Honest Master Cotton had evidently been sitting up all night, himself, when he wrote these lines; and being therefore a boon companion, and a true observer of Christmas proprieties, we will take his warning, and to bed ourselves. So "a good New Year to you, my masters! and many of them!" as the bellman (not Herrick's) says, on this morning.

FOOTNOTE:

[4] (Twelve?)


NEW YEAR'S DAY.

1ST JANUARY.

The first of January, forming the accomplishment of the eight days after the birth of Christ, has been sometimes called the octave of Christmas; and is celebrated in our church services as the day of the Circumcision.

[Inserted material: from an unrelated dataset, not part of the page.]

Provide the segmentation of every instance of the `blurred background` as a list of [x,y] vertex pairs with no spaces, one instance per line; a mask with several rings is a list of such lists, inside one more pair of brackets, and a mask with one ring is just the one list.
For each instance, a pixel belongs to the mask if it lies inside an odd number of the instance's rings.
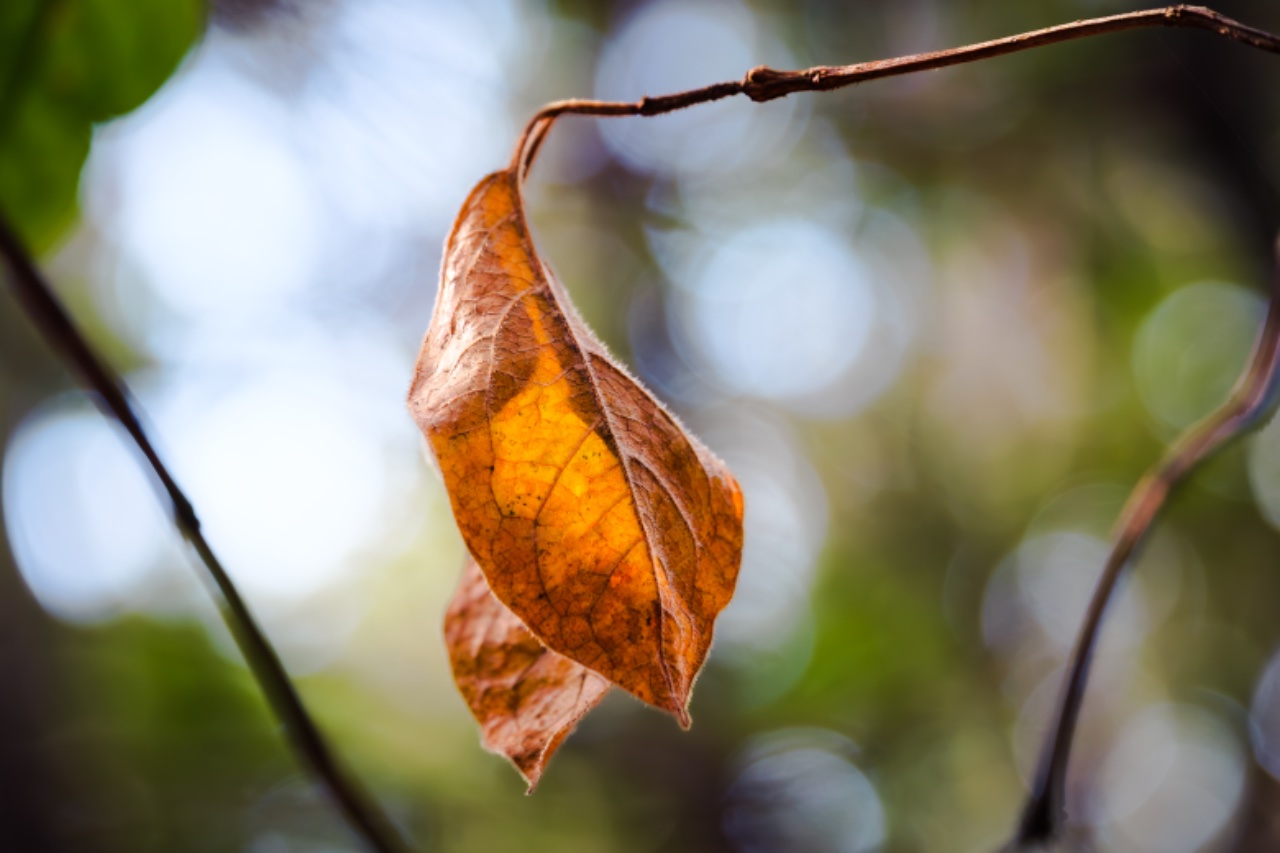
[[[1280,57],[1142,31],[563,120],[541,250],[729,462],[747,541],[692,730],[613,695],[532,797],[448,672],[463,552],[403,399],[452,218],[541,103],[1139,7],[12,3],[0,200],[422,849],[991,850],[1127,490],[1260,323]],[[1280,31],[1272,3],[1215,7]],[[91,136],[63,132],[75,104]],[[358,849],[8,289],[0,426],[0,848]],[[1278,528],[1272,425],[1177,498],[1115,602],[1068,804],[1100,849],[1280,846]]]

Of this day we have little left to say; almost all that belongs to it having been of necessity anticipated in the progress of those remarks which have brought us up to it. It is a day of universal congratulation; and one on which, so far as we may judge from external signs, a general expansion of the heart takes place. Even they who have no hearts to open, or hearts which are not opened by such ordinary occasions, adopt the phraseology of those whom all genial hints call into sympathy with their fellow-creatures; and the gracious compliments of the season may be heard falling from lips on which they must surely wither in the very act of passing. To have your morning's salutation from a worthy like our friend with the umbrella in the plate, must be much the same thing as riding out into the highway, and getting your New Year's greeting from a raven by the roadside. Mathews's undertaker, who used to sing the song of "Merry I have been, and merry could I be," at his club, to a tune considerably below a dirge in point of liveliness, was a brother of the same family.